Using Unsöld’s theorem [29], a special case of the spherical harmonic addition theorem (2.23), and the orthonormality of the spherical harmonics, we simplify (6.22) to

$$\begin{aligned} \text {iSNR}_{\text {w}}(k)&= \frac{ \sum _{l=0}^{\infty } \sum _{m=-l}^l \left| {\sqrt{P_{\text {pw}}(k)}} b_l(k) Y_{lm}^*(\varOmega _{\text {s}}) \right| ^2}{4 \pi \sigma _{v}^2(k)} \end{aligned}$$
(6.23a)
$$\begin{aligned}&= \frac{{P_{\text {pw}}(k)} \sum _{l=0}^{\infty } \left| b_l(k)\right| ^2 (2l+1)}{(4 \pi )^2 \sigma _{v}^2(k)}. \end{aligned}$$
(6.23b)

The input SNR is therefore a function of the plane wave power \(P_{\text {pw}}(k)\), the array properties, via the mode strength \(b_l(k)\), and the noise power \(\sigma _{v}^2(k)\).

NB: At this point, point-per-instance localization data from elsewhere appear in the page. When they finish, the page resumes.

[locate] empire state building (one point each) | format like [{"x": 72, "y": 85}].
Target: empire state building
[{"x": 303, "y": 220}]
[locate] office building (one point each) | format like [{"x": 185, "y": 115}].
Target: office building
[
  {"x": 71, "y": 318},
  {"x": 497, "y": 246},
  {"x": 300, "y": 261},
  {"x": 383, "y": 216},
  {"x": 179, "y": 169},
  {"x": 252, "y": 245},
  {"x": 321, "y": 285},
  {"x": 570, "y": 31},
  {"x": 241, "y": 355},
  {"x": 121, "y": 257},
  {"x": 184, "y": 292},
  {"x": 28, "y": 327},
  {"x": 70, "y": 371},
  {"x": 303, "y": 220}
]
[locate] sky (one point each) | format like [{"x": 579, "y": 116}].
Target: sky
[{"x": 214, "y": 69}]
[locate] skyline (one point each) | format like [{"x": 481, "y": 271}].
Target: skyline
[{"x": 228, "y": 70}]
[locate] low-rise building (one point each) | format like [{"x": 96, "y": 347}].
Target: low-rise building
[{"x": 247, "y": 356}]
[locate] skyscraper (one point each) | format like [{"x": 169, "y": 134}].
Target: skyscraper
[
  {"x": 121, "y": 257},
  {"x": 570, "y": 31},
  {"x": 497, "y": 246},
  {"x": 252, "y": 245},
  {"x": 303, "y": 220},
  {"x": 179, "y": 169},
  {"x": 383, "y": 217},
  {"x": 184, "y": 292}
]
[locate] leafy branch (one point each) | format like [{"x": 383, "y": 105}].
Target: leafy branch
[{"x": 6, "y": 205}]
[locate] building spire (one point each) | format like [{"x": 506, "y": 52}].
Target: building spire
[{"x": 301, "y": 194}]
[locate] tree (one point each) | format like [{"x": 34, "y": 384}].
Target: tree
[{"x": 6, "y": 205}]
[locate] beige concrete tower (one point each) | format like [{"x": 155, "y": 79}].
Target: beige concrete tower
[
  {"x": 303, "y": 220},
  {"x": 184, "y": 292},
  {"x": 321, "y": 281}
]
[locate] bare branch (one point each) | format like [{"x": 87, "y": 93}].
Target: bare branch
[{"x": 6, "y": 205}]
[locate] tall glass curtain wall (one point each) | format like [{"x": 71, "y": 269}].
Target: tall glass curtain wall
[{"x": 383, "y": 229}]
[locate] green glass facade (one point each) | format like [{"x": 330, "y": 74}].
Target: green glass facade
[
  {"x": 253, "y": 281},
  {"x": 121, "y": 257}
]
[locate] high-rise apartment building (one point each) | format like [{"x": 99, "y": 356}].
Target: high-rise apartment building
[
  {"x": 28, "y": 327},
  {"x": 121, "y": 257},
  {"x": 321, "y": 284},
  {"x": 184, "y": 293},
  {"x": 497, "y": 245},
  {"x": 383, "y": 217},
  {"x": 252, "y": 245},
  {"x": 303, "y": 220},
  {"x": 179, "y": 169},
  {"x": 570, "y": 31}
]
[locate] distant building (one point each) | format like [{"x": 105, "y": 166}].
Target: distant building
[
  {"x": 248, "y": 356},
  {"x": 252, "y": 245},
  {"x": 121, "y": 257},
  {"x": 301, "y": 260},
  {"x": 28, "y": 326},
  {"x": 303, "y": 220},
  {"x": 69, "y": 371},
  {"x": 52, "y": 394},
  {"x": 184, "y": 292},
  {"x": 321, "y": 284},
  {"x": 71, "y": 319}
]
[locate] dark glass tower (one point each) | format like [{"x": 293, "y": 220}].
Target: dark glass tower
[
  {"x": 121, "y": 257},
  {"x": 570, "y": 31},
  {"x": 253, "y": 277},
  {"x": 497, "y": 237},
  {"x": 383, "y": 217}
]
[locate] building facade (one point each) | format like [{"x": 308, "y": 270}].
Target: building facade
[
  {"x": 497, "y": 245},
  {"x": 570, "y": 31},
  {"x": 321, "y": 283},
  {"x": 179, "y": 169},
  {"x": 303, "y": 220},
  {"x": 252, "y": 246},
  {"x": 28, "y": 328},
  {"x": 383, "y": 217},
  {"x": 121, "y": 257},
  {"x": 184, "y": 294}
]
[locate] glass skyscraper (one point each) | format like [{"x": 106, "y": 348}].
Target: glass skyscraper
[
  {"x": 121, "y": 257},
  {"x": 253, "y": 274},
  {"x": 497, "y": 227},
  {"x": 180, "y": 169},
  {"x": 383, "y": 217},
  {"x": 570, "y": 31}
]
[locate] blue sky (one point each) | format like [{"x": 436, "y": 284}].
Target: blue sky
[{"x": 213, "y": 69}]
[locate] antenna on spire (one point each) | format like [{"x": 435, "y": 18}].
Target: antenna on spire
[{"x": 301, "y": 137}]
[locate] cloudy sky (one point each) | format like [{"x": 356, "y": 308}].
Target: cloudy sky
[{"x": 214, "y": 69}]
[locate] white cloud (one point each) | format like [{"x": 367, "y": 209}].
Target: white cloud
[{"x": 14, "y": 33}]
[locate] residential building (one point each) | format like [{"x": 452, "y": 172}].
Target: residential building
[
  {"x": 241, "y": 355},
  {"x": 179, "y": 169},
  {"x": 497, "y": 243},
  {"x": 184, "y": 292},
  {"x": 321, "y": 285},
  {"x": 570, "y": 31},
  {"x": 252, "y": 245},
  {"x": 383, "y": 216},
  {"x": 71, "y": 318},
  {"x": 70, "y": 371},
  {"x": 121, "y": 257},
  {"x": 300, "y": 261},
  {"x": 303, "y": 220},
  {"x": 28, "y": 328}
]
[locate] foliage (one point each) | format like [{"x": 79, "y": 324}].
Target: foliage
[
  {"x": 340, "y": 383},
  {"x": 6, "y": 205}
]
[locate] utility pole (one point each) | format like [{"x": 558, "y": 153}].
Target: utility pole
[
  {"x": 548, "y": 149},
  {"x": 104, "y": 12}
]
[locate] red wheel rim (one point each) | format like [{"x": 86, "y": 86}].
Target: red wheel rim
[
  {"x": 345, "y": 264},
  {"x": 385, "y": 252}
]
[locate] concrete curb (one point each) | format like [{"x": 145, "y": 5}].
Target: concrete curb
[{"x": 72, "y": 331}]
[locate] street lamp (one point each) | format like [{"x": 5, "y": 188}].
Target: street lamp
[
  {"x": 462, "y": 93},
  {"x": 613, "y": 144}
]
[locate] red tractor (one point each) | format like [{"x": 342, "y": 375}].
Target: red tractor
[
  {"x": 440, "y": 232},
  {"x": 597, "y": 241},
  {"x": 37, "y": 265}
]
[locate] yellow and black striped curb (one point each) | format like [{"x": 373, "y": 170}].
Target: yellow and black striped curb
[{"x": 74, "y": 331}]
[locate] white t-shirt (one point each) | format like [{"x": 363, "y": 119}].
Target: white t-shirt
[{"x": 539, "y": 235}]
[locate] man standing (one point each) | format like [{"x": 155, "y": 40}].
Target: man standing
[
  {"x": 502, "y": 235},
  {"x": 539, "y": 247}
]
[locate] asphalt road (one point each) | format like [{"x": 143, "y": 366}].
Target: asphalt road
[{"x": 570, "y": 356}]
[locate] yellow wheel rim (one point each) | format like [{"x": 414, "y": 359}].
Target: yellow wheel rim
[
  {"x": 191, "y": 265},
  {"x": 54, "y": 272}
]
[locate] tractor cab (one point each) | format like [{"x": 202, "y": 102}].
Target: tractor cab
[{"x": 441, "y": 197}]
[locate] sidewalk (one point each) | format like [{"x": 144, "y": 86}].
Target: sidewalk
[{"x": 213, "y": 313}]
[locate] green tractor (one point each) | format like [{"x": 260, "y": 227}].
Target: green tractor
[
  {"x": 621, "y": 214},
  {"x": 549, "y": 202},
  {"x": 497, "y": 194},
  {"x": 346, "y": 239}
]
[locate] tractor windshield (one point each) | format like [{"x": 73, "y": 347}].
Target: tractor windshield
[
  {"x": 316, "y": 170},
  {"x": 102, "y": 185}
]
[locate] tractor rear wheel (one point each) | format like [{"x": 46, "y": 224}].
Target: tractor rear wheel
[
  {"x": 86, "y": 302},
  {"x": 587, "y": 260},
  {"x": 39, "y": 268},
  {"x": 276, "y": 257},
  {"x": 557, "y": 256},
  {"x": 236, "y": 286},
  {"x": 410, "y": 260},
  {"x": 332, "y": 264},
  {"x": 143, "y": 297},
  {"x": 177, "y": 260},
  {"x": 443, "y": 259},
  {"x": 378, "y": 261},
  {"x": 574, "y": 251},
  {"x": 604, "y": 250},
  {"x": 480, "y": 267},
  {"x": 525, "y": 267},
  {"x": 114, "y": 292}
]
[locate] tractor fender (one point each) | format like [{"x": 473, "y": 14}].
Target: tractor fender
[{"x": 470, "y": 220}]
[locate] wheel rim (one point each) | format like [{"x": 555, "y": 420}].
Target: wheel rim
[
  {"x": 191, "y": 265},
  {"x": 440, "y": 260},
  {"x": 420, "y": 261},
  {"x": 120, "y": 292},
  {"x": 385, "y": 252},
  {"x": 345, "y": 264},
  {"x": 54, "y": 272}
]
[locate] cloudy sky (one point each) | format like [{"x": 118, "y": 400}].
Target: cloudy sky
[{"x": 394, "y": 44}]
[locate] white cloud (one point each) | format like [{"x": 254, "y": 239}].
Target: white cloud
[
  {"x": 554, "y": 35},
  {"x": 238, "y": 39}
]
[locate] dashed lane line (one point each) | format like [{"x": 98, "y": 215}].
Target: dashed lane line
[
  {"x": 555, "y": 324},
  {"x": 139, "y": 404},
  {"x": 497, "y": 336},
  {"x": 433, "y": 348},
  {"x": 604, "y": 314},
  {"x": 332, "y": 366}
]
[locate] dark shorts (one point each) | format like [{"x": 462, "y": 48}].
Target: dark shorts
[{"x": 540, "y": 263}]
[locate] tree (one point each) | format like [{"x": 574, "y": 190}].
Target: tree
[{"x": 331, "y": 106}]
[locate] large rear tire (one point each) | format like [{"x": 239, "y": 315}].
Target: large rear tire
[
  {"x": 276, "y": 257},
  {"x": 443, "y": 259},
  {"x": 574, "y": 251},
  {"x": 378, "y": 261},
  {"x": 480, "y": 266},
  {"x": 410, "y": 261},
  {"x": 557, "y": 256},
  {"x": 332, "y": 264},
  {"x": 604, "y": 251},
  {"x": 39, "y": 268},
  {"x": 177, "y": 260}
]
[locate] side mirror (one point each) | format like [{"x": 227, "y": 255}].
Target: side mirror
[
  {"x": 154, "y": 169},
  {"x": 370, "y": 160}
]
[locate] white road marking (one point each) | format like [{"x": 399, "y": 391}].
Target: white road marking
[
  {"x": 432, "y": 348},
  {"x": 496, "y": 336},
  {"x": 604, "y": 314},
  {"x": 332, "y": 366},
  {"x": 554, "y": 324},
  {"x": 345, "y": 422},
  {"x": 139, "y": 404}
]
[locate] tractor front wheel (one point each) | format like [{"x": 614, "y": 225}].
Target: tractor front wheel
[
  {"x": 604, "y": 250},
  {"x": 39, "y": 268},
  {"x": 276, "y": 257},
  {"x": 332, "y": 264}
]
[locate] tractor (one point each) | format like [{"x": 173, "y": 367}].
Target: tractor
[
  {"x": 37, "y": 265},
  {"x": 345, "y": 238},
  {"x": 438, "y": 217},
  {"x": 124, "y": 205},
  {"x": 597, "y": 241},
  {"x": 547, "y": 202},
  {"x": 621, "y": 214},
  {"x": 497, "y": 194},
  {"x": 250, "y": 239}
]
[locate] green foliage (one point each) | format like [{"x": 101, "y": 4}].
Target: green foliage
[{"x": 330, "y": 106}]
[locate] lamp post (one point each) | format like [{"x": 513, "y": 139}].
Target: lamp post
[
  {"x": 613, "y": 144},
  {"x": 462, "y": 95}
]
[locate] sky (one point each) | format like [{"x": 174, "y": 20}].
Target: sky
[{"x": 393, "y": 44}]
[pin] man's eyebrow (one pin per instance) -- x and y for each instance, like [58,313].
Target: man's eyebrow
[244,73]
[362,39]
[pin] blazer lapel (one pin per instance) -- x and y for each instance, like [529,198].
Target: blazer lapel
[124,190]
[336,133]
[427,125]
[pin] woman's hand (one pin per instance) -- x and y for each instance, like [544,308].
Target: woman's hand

The output SNR is given by

$$\begin{aligned} \text {oSNR}_{\text {w}}(k)&= \frac{\left| \sum _{l=0}^{L} \sum _{m=-l}^l W_{lm}^{*}(k) X_{lm}(k) \right| ^2}{\text {E} \left\{ \left| \sum _{l=0}^{L} \sum _{m=-l}^l W_{lm}^{*}(k) V_{lm}(k) \right| ^2 \right\} }. \end{aligned}$$
(6.24)

Applying the distortionless constraint (6.5), this reduces to

$$\begin{aligned} \text {oSNR}_{\text {w}}(k)&= \frac{{P_{\text {pw}}(k)}}{\text {E} \left\{ \left| \sum _{l=0}^{L} \sum _{m=-l}^l W_{lm}^{*}(k) V_{lm}(k) \right| ^2 \right\} }. \end{aligned}$$
(6.25)

With Q microphones uniformly distributed on the sphere, the cross power spectral density of the noise is given by [31, Eq. 7.31]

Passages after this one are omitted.